Were the Archers trained to use standard arrows provided by the Army or did they provide their own?
Lucasade:
I've read that the baggage train for the Crecy campaign included quarter of a million arrows. I would assume that in the same way a modern infantryman is not expected to provide his own rifle and bullets they would have been issued with weapons and ammo - they were a professional army being paid by the day. The archers at Agincourt were in a line 800 yards long shooting at a large body of advancing army so accuracy was not that important until the enemy are nearly upon you, at which point as you say it becomes point blank shooting. I also thought they used young lads as runners to get fresh arrows from the rear?
I'm sure one of the experts here will correct me if I've missed something!
WillS:
From what I understand (this is mainly my own opinion as there's very little factual evidence) the archers didn't carry any arrows during war. Standard sheaves were created by guild fletchers and arrowsmiths, and became government issue.

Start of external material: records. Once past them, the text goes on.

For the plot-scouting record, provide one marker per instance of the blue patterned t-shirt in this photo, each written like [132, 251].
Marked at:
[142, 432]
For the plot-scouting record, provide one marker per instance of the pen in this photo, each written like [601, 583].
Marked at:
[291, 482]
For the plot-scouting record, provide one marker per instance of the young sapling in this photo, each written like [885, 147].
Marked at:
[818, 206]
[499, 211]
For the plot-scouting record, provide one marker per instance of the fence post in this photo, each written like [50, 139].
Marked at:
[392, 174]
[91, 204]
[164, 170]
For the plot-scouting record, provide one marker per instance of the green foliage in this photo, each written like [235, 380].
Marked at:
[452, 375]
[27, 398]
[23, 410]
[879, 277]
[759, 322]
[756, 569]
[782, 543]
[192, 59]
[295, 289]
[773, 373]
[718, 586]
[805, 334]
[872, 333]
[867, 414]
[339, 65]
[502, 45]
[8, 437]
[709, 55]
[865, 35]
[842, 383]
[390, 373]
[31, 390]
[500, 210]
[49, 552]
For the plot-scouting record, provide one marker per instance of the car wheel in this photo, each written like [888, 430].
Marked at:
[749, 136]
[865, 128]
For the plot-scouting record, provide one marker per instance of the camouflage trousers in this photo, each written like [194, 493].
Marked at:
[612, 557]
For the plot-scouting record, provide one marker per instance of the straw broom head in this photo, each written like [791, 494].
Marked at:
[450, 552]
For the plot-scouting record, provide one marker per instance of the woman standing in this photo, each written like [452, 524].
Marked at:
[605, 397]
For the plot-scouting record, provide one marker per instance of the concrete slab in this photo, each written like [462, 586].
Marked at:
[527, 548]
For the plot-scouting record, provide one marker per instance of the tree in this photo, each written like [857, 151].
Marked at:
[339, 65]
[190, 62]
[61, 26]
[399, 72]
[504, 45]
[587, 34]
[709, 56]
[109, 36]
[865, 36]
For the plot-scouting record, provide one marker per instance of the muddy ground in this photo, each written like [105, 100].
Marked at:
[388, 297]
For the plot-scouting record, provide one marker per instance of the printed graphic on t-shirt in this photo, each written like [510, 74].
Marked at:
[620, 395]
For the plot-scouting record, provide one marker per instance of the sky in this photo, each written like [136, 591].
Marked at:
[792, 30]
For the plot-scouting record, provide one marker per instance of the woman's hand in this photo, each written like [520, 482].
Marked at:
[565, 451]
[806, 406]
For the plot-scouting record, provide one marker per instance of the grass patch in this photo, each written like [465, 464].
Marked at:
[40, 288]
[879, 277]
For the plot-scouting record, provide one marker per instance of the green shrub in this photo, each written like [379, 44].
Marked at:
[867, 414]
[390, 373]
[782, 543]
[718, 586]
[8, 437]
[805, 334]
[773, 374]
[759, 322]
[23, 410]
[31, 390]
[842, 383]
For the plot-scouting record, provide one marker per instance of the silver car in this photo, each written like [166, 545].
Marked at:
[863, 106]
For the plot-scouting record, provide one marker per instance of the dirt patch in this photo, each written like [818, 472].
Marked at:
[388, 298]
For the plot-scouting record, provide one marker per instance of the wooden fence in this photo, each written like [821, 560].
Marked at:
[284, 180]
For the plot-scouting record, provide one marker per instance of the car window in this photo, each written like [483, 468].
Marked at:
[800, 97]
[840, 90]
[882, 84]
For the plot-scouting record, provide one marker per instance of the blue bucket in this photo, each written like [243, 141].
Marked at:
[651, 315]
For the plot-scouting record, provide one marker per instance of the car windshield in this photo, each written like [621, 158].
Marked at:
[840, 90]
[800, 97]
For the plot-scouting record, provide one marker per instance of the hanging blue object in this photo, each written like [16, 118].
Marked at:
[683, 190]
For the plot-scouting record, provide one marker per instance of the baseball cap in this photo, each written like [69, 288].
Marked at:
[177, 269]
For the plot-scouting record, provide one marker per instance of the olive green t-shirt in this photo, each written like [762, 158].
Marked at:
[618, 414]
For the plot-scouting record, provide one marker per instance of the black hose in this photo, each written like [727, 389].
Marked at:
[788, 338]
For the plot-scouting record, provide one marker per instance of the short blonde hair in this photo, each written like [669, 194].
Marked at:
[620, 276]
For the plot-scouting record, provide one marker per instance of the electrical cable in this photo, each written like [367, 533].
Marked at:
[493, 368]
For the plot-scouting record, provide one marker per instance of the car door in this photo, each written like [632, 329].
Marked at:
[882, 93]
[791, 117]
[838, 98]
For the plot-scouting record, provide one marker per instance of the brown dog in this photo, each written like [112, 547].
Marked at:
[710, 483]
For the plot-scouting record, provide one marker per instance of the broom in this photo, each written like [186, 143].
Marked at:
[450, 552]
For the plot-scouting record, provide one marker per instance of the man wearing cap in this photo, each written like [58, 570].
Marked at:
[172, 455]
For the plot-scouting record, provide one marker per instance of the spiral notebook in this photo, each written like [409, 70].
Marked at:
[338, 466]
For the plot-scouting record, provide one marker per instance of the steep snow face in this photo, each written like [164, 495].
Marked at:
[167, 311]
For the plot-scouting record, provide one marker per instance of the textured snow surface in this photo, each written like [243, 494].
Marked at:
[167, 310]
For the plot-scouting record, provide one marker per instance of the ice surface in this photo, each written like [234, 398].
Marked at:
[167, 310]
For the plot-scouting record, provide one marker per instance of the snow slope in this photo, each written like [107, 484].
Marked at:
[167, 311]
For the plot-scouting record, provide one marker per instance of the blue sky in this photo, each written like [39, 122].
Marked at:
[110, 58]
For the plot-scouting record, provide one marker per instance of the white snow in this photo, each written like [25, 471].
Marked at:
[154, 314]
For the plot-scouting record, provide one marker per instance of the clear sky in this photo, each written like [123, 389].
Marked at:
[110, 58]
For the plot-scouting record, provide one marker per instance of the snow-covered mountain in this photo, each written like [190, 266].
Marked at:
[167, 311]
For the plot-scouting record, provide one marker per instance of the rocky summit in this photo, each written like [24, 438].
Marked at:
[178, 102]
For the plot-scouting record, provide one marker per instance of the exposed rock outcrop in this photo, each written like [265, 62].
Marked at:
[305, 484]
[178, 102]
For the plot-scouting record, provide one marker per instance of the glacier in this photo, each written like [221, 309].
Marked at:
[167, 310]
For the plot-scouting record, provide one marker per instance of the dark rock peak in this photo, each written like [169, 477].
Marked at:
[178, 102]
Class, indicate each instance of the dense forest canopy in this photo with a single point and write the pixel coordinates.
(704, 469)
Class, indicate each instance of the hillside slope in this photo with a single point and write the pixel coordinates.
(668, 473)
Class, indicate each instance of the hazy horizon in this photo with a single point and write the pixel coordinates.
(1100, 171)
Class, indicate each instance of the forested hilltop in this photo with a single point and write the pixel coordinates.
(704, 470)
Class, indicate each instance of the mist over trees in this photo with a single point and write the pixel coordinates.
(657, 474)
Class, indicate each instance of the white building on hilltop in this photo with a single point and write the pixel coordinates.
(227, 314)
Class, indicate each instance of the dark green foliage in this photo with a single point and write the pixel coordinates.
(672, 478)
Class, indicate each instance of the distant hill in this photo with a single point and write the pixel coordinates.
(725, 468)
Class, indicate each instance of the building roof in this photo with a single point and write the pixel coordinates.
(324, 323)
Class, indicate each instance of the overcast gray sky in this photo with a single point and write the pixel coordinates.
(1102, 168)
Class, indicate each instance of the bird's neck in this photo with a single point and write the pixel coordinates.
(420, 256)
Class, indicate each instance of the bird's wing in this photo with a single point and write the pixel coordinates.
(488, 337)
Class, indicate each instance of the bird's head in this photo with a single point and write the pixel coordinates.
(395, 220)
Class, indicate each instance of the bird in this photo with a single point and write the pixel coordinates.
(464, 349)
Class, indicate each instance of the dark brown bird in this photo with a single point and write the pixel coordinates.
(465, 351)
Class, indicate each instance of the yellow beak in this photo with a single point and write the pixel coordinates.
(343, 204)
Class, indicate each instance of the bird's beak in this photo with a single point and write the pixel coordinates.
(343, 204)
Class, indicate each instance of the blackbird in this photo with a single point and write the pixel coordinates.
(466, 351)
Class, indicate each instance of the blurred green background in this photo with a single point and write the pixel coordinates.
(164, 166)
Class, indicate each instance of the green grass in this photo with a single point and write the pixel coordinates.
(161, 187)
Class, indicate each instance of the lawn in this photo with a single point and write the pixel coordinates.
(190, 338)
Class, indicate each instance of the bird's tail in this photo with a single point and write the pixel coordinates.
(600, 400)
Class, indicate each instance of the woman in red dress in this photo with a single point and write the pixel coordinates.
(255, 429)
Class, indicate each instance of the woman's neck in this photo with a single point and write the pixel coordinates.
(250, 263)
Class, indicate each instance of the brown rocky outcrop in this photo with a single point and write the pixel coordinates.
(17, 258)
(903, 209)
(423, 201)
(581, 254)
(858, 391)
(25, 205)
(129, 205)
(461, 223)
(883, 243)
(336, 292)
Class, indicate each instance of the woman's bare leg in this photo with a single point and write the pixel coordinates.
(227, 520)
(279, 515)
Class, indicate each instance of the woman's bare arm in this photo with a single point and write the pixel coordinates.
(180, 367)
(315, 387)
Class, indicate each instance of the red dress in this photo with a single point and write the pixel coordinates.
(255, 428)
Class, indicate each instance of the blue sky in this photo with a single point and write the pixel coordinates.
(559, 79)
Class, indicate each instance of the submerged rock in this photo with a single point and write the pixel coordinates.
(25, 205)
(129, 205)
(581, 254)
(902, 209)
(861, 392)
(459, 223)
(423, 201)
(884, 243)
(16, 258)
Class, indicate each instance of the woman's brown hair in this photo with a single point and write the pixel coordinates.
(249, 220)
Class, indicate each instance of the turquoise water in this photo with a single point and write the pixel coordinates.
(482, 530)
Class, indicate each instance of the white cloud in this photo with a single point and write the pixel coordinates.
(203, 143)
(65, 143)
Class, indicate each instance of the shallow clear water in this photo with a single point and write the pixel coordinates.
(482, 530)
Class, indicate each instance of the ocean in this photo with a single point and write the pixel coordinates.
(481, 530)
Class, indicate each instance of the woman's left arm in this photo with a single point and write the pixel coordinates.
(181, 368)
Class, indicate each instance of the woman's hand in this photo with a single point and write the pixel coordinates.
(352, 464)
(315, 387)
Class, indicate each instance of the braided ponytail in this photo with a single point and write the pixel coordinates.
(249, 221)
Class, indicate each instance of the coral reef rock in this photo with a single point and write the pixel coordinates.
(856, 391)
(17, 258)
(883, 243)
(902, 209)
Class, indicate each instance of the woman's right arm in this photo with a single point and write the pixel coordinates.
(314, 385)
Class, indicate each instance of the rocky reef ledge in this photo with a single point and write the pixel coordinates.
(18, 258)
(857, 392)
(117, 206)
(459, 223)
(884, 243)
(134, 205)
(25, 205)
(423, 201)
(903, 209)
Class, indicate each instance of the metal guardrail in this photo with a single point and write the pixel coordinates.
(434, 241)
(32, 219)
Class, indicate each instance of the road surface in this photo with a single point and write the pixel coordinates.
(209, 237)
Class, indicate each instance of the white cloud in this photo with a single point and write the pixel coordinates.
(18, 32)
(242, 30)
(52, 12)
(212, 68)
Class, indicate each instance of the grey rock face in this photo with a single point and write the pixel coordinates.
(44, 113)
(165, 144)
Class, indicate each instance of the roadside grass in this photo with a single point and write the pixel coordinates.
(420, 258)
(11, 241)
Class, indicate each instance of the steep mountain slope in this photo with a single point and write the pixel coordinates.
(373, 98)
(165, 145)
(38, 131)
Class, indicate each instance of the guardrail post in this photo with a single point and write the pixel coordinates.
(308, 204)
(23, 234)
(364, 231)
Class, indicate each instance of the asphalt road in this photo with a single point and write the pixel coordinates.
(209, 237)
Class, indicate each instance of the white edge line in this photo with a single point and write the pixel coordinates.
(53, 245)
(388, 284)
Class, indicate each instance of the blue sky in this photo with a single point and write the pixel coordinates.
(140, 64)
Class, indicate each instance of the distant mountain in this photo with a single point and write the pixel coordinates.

At the start of a battle, shaves of arrows would be handed out to archers. The most likely situation is that all the arrows conformed to a type - a specific, military standard size and length. The fletchers would make up countless thousands of the same arrow.
If you take the English Warbow Society / British Longbow Society standard arrow as an example, it's 32" long, around 1/2" to 3/8" diameter, with 7" fletchings whipped with silk. It was armed with a Type 10 bodkin (simple and fast to make.)
You'd end up with thousands of bags of 24 of these arrows, regardless who was shooting, and what weight bow they were using. When the sheaf ran out, if there were any more a runner would collect some and the shooting would continue.
The idea of archers carrying their own arrows is, I believe, more a hunting situation as during warfare there would be carts of arrow bags and arrow boxes provided by the government.
I also don't think archers would have "run out to collect arrows" between attacks. Historical battles didn't really work that way, and the two sides wouldn't take a break (especially not during a conflict such as Azincourt) so that the enemy could replenish their stocks of ammunition! Even if they did all go running out together to "re-load" all the arrows would be the same, so it wouldn't make a difference to accuracy.
There are all sorts of random myths regarding different arrowheads being used by archers for different approaching targets, but when you factor in the fear, short time frame and chaos it's hard to imagine each archer going through their choice of arrows to find the one that best fits. It would more likely be a standard head on every single arrow.
Just my uninformed opinion of course - I know there are a couple of pieces of medieval artwork showing archers with arrows in their belts, but I do definitely think that arrows during warfare were provided by the government, not the archer.
Lucasade:
I assume if you won the battle you got a lot of your arrows back, if you lost you'd be too busy running as far and fast as you can to worry about little details like arrows to shoot from the bow you threw away when you started running...
DC:
I have no creds to back this but I don't think that accuracy played a big part. When you have 10,000 archers raining 100,000 arrows on 10,000 enemy the only accuracy involved would be getting the range close. It's not like they were picking out the guy in the red hat, they were just aiming at that army over there.